There are two important things to keep in mind. First, quality assurance is not just interested in the quality of the final product, but all intermediate work products. You can view software development as a black box that takes in some form of customer requirements and outputs software (and perhaps support for that software). However, during that process, the development team does things - transformations of those requirements into something usable to design and build software, creation of designs, prototypes and simulations, production code, test code, supporting scripts, manual procedures (for testing, deployment...), user documentation, and more - any of which can have defects which would impact downstream activities that rely on that information. Quality assurance is concerned with not only how defects are found in these work products, but how those defects are prevented. Second, quality assurance is also interested in process quality - how well we are doing the work. Although the obvious thing here is the quality of the work products, it's also how long it takes to do the work (among other things).
Two of the tenets of Agile are to favor "individuals and interactions over processes and tools" and to favor "working software over comprehensive documentation". However, neither of these say that you shouldn't have a process or that you don't need any kind of documentation. If you're trying to implement a quality management system, it's likely that you are required to have some level of documentation that can be compared to the work that is actually done during auditing.

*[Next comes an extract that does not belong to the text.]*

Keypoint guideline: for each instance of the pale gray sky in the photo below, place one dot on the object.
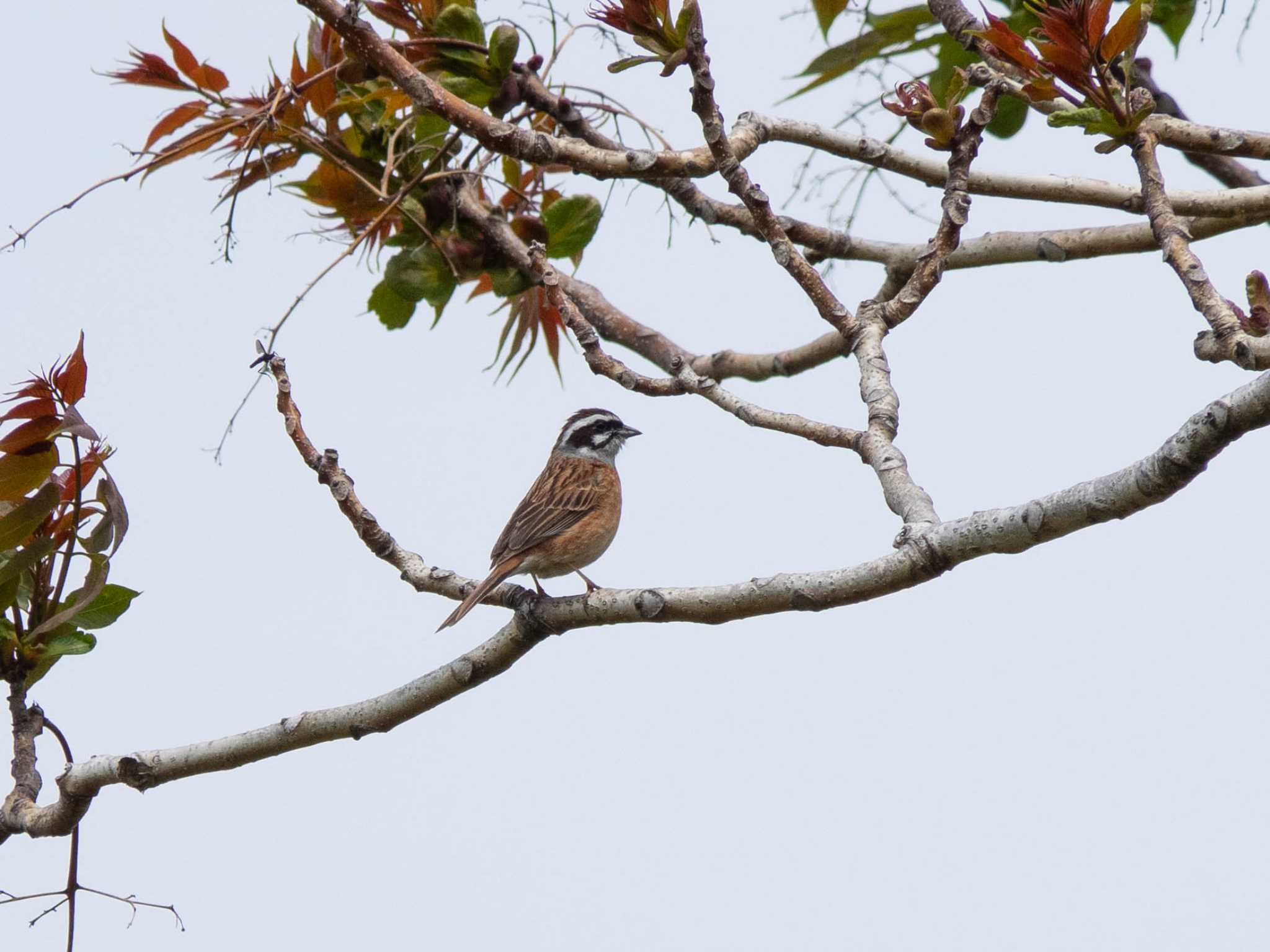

I think that these Agile ideals are better expressed in a few of the concepts of lean software development - eliminate waste by removing delays in the process, reducing bureaucracy, and improving internal communication, amplify learning, and empowering the team to make decisions about how to best achieve the goals.
In addition to being responsible for internal auditing, a QA organization can also help support agility or lean software development by being responsible for helping to detect waste, find delays, and ensure that what is documented gives each development team sufficient leeway to implement process requirements (levied by customers, regulatory agencies, corporate mandates, etc.) in the best way for the individual project but still having some level of consistency across the organization to allow for people to transition between projects without having to relearn an entire new set of processes and methods on top of the technical learning curve.
However, based on some of your comments, it seems like the direction that this is going in is not Agile or lean. It's a fine line to walk on how detailed to make your process documentation. If it's too vague and gives each project team room to implement anything that they wanted to, leading to wide variations in process implementations (and therefore process quality and likely product quality) across the organization. If it's too specific and detailed, it's likely to add bureaucracy and comprehensive documentation would get in the way of interactions and working software. There needs to be balance between agility and the ability to obtain information about process quality (through measurements and some level of consistency).